A case of trisomy 18 presenting with findings of ıncreased nt and heart anomaly on 12 weeks of gestation. Perinatal Journal 2007;15(2):87-91
Melih Atahan Güven1,
- Kahramanmaraş Sütçü İmam Üniversitesi Tıp Fakültesi, Kadın Hastalıkları ve Doğum Anabilim Dalı- Kahramanmaraş TR
- Gülhane Askeri Tıp Akademisi, Patoloji Anabilim Dalı- Ankara TR
Conflicts of Interest
No conflicts declared.
To emphasize that major cardiac anomalies can be diagnosed at the end of first trimester by well experiencedtrained perinatalogists.

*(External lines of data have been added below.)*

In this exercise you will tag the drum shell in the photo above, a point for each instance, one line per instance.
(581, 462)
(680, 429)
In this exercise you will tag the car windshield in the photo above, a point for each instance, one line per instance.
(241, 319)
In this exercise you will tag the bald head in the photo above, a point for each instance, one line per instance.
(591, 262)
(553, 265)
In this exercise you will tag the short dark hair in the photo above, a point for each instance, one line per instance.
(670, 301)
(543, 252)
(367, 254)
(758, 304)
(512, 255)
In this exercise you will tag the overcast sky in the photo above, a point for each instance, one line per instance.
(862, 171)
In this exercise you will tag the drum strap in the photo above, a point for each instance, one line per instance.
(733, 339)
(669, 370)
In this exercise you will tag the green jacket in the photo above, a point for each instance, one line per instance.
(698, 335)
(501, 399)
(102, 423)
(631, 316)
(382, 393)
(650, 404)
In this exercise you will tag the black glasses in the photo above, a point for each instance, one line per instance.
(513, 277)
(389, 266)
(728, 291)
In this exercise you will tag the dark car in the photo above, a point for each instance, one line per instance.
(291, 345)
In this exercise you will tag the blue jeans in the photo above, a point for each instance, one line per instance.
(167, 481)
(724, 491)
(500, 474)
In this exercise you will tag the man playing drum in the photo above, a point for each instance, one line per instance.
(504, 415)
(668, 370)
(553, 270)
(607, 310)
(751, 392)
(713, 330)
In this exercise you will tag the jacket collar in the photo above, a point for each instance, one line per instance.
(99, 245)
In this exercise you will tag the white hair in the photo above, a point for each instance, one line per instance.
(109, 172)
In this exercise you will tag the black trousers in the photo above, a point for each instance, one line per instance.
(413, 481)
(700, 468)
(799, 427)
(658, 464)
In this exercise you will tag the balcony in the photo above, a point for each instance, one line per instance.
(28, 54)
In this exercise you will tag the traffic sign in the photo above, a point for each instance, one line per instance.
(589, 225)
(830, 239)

Early fetal echocardiography was performed with suspicion of possible cardiac anomaly to a 26 yearold lady in 12 weeks of gestation with a history of G1P0 She was referred to our clinic because of increase in the nuchal thickness (83 mm) Cardiac situs and position was normal thus the atrioventricular concordance, however; ventriculoarterial discordance and both great arteries originating from the morphologic right ventricle was clearly demonstrated CVS for karyotyping was performed after informed consent of the family.The result obtained after 24 days was Trisomy 18 Echocardiographic evaluation at this week revealed cardiac molposition due to cystic adenomatoid malformation and pulmonary stenosis additional to the early findings Fetus was terminated vaginally by misoprostol induction Prenatal findings were verified with postmortem autopsy.
Well trained sonographer operating apropriate high frequency ultrasonography can diagnose major cardiac anomalies by the end of first trimester.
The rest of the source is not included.